His appearance in the film is like that of a living Rorschach test. One can just look into him and see whatever they want. Ajay Naidu as his father acknowledges that he’s a bit of an odd duck, but figures enough time around his peers will do him some good. Roza Salazar is a part time childminder who has little nicknames for him and around whom his energy seems boundless. Maybe these people just look at him and see the reality that they want, the idea of how their perfect child should act. It is possible to see also a small kid who just wants to do his best to impress the adults in his life.
Like, in one of his earlier interactions with her he lies about a dead mother. The reveal isn’t so much of a shock, everyone just figured that he was lying, nobody thinks to interrogate why though. They’ve their plans for this kid, and they’re going to run them through no matter what. There’s a wonderful queasiness to the slow unfolding of the mentorship that we see here. We know it’s wrong, like absolutely, but writer/director Sara Colangelo is so gentle in her characters’ convictions.
There’s this point where she asks the literal child what he thinks of her incredibly sexually inappropriate poem. And like, one can’t be entirely sure if she’s writing it it for him, or like for him. She’s clearly getting something from her time spent with this kid that she’s not getting from the family that she perceives as oafish (but who are in actuality fine, let your kids party woman).
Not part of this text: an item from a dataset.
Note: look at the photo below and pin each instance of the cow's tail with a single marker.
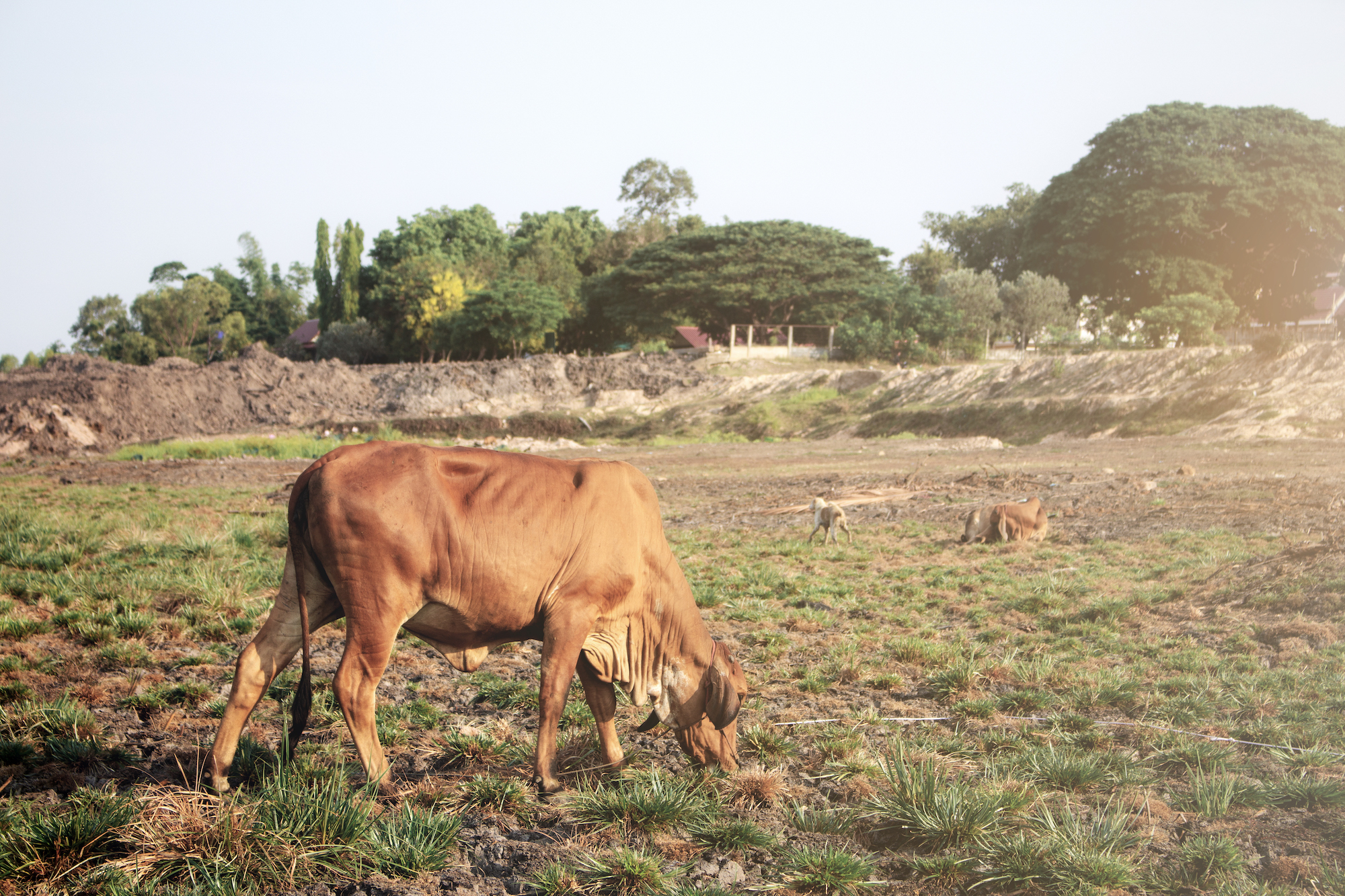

The closest she gets to a consummation is a quick fuck with her charming poetry teacher, Gael García Bernal, and when he gropes her in his office you get that she’s more flattered by the fact that he think she’s worth the risk.
Eventually things get pushed to a breaking point. It’s a bit of a reach, but according to the couple sitting behind me, it was something they actually needed to see. It just felt like a strange push towards a cynicism that the rest of the film doesn’t really exhibit. Like, Anna Baryshnikov plays the class’ teaching assistant and her presence and pointed glances get more time and emphasis as the film goes on without ever culminating in anything. When she is actually imbued with a greater textual importance, the film suddenly goes out of its way to sideline her.
There’s just a decline in empathy that we see in the closing moments; like the film really wants us to be shocked by what we’re seeing. When, really it has no way to reconcile the actions that we’re seeing with the emotional truth of what is depicted up until that point. There’s little moments that are come down with far more weight with the drastic action we see in the last ten minutes. It’s all quite expected and gets away with it thanks to the level of genuine discomfort that’s been laid on us up until that point.
Sure, like the final twist of the knife comes as a little unnecessary, but when you consider how slowly and excruciatingly it’s been driven directly into your chest up until that point, it becomes quite easy to forgive.
The Kindergarten Teacher is currently screening in UK cinemas.